Filipino Mumu Anecdote

“One of the Filipino little folklore stories that parents like to tell their children is about a ghost called the mumu; it’s basically the Filipino version of the boogeyman. I had no idea what this was as a child, but one of my friends who had recently immigrated – very fresh off the boat – was a very skittish person and during class in like second grade we had a blackout and all the lights literally turned off – I think we were watching a video or something – and then basically it was completely dark which is different from what brown-outs are like in the Philippines. So essentially, he got scared, and he screamed out ‘It’s a mumu! It’s a mumu!” and everyone was laughing about that [including me] until I asked my mom about that.”

Context: The teller is a Filipino American student at USC. This story was told to me in a conversation after asking for any myths or legends that the student knew of. As the teller says in the text, this anecdote is from a moment during childhood, specifically during elementary school. 

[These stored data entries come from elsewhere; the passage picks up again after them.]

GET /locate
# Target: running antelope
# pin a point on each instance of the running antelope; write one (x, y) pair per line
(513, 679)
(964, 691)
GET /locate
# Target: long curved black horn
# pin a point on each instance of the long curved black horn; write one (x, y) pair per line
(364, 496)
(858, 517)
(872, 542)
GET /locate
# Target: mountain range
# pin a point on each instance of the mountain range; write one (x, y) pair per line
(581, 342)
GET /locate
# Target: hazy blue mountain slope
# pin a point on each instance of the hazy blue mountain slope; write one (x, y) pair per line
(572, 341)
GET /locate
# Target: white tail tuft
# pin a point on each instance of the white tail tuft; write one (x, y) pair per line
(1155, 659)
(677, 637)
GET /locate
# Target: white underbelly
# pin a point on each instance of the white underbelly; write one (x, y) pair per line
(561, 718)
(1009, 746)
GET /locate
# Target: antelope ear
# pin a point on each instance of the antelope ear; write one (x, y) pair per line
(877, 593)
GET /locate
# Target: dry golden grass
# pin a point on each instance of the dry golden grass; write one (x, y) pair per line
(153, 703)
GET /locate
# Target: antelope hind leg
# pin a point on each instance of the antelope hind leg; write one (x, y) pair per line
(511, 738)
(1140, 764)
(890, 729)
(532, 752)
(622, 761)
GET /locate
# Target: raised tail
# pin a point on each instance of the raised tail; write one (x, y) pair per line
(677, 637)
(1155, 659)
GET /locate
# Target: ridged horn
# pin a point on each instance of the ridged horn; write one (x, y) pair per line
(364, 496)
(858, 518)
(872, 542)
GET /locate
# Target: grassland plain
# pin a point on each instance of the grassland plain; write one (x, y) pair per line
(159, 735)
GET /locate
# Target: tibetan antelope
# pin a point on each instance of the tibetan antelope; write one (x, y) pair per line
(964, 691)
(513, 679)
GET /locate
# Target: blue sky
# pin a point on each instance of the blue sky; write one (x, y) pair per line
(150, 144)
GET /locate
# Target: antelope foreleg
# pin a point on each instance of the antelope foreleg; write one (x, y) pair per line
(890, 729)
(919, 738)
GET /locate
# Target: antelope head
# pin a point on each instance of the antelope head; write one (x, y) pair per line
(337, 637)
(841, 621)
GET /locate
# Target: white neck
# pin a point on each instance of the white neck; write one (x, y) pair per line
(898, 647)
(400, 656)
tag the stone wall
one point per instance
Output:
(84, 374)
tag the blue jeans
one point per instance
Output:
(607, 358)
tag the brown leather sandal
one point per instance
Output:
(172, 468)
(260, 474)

Analysis: Based on brief research, the mumu is a common term used by Filipino children to refer to ghosts and similar supernatural beings. As the teller told me briefly, it was commonly used as a way for parents to scare children – the mumu is thus a sort of legendary being specific to the population of Filipino youth. This anecdote is not necessarily a specific recounting of a pre-existing narrative, nor can it be considered a true memorate given that the teller doesn’t necessarily use the story as enforcement for beliefs in the mumu, but I collected this story because I think it demonstrates an interesting difference between how different populations react to traditional legendary creatures, particularly in the context of the mainland versus the diaspora, and also demonstrates how children in a diaspora learn about legends of their culture. While the teller’s friend who had spent time in the Philippines had seemingly intimate knowledge of the mumu, the teller himself had no clue before asking his parents specifically because of this incident. This anecdote explains how knowledge of traditional folklore in diasporas can be affected and increased by processes like immigration of residents from the original mainland, and points to how diasporic populations, without these interactions, can grow apart from the original folklore due to a lack of communication of the folklore or a separation from the environment that the original folklore is found in.